Pam Williams’s A Trace of Sun (first published March 1, 2024) unfolds as a rich, multigenerational Caribbean saga longlisted for the Women’s Prize for Fiction 2024 A B. At its heart, the novel traces the emotional fallout when Cilla leaves seven-year-old Raef behind in Grenada to join her husband in England, only to reunite with a stranger years later.

Williams lulls you into familiar territory—Windrush migration, family separation—then upends expectations with unexpected twists. Just when you think you know where the plot is headed, an unforeseen revelation reframes everything.
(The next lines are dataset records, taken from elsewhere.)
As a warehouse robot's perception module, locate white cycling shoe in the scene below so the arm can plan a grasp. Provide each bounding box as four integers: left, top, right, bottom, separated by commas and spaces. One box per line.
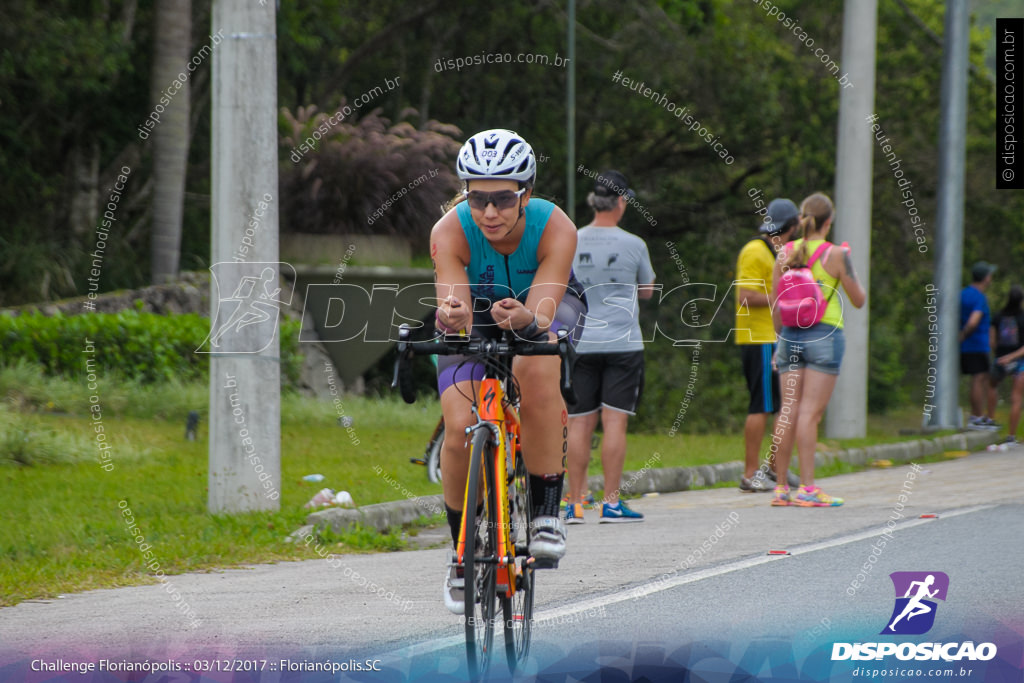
528, 515, 566, 567
443, 556, 465, 615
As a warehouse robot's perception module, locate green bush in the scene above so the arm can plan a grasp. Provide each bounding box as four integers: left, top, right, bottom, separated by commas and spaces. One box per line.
0, 310, 303, 387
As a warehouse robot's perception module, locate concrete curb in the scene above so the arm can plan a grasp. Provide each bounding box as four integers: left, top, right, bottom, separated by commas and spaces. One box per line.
304, 430, 1002, 535
608, 429, 1001, 496
306, 494, 446, 537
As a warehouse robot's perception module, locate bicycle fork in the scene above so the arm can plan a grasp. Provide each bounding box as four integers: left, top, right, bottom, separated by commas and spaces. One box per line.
456, 390, 519, 600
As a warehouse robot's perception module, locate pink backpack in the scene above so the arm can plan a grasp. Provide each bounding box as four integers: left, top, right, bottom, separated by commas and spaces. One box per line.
776, 242, 835, 329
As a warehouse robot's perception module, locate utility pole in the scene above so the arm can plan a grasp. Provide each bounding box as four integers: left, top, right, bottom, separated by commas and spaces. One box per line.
927, 0, 970, 429
566, 0, 576, 223
827, 0, 878, 439
208, 0, 281, 512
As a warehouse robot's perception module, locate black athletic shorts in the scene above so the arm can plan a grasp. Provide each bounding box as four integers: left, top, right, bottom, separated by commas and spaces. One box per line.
960, 352, 990, 375
566, 351, 645, 416
741, 343, 780, 415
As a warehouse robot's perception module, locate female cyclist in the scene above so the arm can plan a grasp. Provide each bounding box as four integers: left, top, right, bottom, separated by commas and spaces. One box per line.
769, 192, 866, 507
431, 129, 587, 613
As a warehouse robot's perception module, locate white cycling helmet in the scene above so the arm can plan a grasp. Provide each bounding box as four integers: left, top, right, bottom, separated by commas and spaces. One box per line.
456, 128, 536, 187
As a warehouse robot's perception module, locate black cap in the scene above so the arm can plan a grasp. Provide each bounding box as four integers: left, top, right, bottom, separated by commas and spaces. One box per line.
971, 261, 997, 282
594, 170, 636, 199
760, 198, 800, 234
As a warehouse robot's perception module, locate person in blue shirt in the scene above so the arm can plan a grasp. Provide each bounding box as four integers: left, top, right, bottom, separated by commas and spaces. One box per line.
960, 261, 997, 430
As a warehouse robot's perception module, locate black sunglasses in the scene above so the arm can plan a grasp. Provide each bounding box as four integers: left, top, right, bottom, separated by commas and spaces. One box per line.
462, 188, 526, 211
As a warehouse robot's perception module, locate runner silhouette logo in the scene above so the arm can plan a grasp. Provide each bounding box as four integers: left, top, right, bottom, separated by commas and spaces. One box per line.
881, 571, 949, 635
199, 262, 295, 354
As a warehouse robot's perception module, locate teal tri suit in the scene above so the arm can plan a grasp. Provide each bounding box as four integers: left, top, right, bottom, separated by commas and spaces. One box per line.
456, 198, 554, 304
437, 198, 587, 393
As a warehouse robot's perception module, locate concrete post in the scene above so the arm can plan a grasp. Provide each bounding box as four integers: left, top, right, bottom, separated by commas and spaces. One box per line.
927, 0, 970, 429
208, 0, 281, 512
826, 0, 878, 439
Through Cilla’s and Raef’s dual perspectives, the novel captures the trauma of child migrants left behind, the fraught reunion in a foreign land, and the swirling mix of guilt, anxiety, and resentment that follows.

Unlike many diaspora tales that veer into cliché, the love stories here feel lived-in and tender. Williams resists easy tropes of infidelity or hardened men, portraying instead Caribbean relationships built on loyalty and real sacrifice.

A Trace of Sun is an essay on what binds us as family —blood, memory, shared pain. It continually asks: Who are we when stripped of home? Who becomes our family when biological ties fray?

Raef’s struggle with identity, isolation, and wayward impulses speaks to the hidden mental-health toll on Caribbean men born or raised in the UK. Notably, Williams sidesteps sensationalist crime arcs, focusing instead on quieter, more nuanced wounds.

At nearly 400 pages, some scenes meander. A tighter edit could have sharpened the emotional beats and trimmed repetitive reflections.

Mid-novel chapters occasionally linger on backstory, pulling momentum away from the core mother-son drama.


Despite its occasional drag, A Trace of Sun shines as a heartfelt, surprising meditation on migration, memory, and belonging. If you relish family sagas that combine cultural insight with thoughtful character studies—akin to Black Cake but with its own Caribbean cadence—you’ll find this novel well worth the journey.

Recommended for readers interested in diaspora literature, Windrush narratives, and intimate explorations of family bonds.